C’est également vrai dans les Maritimes où les circonscriptions les moins prospères sont représentées par des néo-démocrates ou des libéraux. On fait le même constat en Ontario où le chômage saisonnier touche surtout le nord de la province, dominé par le NPD, ou encore les deux circonscriptions de Windsor où se concentre l’industrie automobile.
La superposition des cartes révèle le même phénomène au Manitoba et en Colombie-Britannique où les comtés plus nordiques, touchés par le travail saisonnier, sont encore une fois représentés par le NPD.
Chantal Hébert souligne qu’aux élections fédérales de 2015, le Parti conservateur fait le pari que la partie va se jouer surtout dans la trentaine de nouvelles circonscriptions urbaines ajoutées à la faveur de la réforme de la carte électorale.
La plupart d’entre elles résultent d’un redécoupage des circonscriptions actuellement détenues par les conservateurs. « Aucune d’entre elles, souligne la journaliste, n’est située dans une région où le chômage saisonnier est chose courante. »
Mobilisons-nous contre la réforme!
À première vue, le constat de Chantal Hébert est déprimant. La mobilisation dans les régions principalement touchées par le travail saisonnier ne risque pas de changer le paysage politique au cours des prochaines élections, pourrait-on croire.
Mais nous avons vu précédemment que les effets de cette réforme ne se limitaient pas aux travailleurs saisonniers traditionnels et donc aux régions identifiées par Chantal Hébert.
Mais, au-delà de ces considérations géographiques, il y a des considérations politiques plus larges.
La réforme de l’assurance-emploi n’est pas la seule attaque contre le mouvement syndical. Harper nous a récemment imposé la loi sur la « transparence syndicale » et, selon des rumeurs de plus en plus persistantes, il s’apprêterait à supprimer la formule Rand pour les fonctionnaires fédéraux.
Par la suite, dépendant de la réaction syndicale, l’abolition de la formule Rand pourrait être élargie à tous les travailleurs dont l’emploi relève du Code du travail fédéral.

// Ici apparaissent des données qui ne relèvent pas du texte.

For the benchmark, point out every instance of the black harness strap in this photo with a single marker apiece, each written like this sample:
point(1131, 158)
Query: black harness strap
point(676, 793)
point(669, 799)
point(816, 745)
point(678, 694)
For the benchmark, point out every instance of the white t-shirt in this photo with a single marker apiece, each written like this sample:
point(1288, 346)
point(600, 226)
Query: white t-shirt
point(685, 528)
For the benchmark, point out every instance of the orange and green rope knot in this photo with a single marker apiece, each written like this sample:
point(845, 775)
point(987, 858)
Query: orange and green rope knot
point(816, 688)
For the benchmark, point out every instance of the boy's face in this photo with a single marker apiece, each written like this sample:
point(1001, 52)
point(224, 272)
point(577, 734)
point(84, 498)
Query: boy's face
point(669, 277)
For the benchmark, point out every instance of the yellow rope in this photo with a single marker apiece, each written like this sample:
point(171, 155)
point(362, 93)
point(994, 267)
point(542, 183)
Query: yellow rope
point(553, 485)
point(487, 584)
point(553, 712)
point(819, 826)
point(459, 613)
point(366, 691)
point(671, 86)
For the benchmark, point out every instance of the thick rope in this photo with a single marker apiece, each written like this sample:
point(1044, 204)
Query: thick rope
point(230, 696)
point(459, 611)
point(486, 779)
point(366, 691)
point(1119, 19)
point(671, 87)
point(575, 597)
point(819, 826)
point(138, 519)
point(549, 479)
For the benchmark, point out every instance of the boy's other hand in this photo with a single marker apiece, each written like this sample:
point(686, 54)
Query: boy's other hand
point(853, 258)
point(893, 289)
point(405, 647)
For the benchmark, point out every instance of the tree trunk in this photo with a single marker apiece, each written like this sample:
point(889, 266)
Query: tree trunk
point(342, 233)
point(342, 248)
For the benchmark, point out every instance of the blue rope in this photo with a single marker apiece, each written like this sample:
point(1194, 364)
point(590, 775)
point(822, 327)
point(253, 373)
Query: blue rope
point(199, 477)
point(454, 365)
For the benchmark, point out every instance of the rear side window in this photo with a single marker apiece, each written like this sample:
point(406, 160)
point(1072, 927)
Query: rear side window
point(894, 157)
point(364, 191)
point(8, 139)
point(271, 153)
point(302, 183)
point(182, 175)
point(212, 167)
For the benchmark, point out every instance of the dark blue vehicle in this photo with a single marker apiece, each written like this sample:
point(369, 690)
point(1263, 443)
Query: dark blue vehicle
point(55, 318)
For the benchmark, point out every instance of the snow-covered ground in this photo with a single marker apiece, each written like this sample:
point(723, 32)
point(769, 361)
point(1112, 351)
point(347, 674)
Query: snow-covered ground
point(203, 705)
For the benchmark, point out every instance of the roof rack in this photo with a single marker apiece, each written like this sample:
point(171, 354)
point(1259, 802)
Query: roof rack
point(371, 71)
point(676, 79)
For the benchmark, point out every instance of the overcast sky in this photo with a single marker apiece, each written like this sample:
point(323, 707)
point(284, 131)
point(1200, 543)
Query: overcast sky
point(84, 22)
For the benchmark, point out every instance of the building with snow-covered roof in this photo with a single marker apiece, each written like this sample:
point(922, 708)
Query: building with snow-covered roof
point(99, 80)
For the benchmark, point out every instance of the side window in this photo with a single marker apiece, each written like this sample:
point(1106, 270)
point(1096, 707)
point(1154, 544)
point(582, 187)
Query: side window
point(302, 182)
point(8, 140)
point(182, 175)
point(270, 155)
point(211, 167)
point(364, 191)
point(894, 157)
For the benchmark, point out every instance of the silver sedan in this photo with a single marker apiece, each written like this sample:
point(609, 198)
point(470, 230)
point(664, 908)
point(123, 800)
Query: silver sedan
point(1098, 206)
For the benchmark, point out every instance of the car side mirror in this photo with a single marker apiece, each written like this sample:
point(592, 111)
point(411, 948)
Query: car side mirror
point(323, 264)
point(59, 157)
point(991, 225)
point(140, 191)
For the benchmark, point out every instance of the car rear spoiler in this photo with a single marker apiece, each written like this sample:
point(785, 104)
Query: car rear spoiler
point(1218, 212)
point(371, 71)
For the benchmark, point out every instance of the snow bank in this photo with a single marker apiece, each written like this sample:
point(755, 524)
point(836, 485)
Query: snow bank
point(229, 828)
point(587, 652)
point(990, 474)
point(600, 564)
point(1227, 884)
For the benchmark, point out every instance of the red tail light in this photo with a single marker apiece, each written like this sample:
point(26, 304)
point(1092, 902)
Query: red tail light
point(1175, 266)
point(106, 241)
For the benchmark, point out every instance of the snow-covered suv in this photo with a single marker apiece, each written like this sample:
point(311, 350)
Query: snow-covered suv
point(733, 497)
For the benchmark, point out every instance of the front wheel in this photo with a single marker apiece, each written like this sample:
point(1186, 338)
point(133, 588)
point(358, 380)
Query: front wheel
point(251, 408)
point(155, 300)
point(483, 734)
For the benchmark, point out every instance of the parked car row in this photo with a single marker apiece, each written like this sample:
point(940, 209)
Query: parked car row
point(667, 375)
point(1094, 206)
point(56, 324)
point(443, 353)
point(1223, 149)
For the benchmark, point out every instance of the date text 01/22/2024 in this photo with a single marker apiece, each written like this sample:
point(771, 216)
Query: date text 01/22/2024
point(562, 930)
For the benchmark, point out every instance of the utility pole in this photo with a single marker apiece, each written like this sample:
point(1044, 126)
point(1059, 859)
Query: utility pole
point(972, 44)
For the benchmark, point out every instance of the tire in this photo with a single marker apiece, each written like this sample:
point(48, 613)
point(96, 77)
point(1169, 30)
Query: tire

Harper est habile. Plutôt que de chercher à nous faire avaler le saucisson d’un seul coup, il le découpe en petites tranches.
Nous en avons déjà avalé beaucoup trop!
Mobilisons-nous ! Manifestons dans la rue !
Cette réforme ne concerne pas que les sans-emploi ou les travailleurs saisonniers. Elle touche l’ensemble des travailleuses et des travailleurs. Elle interpelle tout le mouvement syndical, seule force organisée capable de tenir tête au gouvernement.
La lutte contre la réforme de l’assurance-emploi est l’occasion d’exprimer notre ras-le-bol de ce gouvernement, de faire comprendre à l’ensemble de la population que l’assurance-emploi est une pièce maîtresse de notre filet de sécurité sociale, et que l’heure est venue de se mobiliser contre ce gouvernement.
On ne peut pas attendre les prochaines élections pour le renverser. C’est tout de suite qu’il faut lui faire entendre raison! Et le moyen de le faire, c’est de prendre la rue!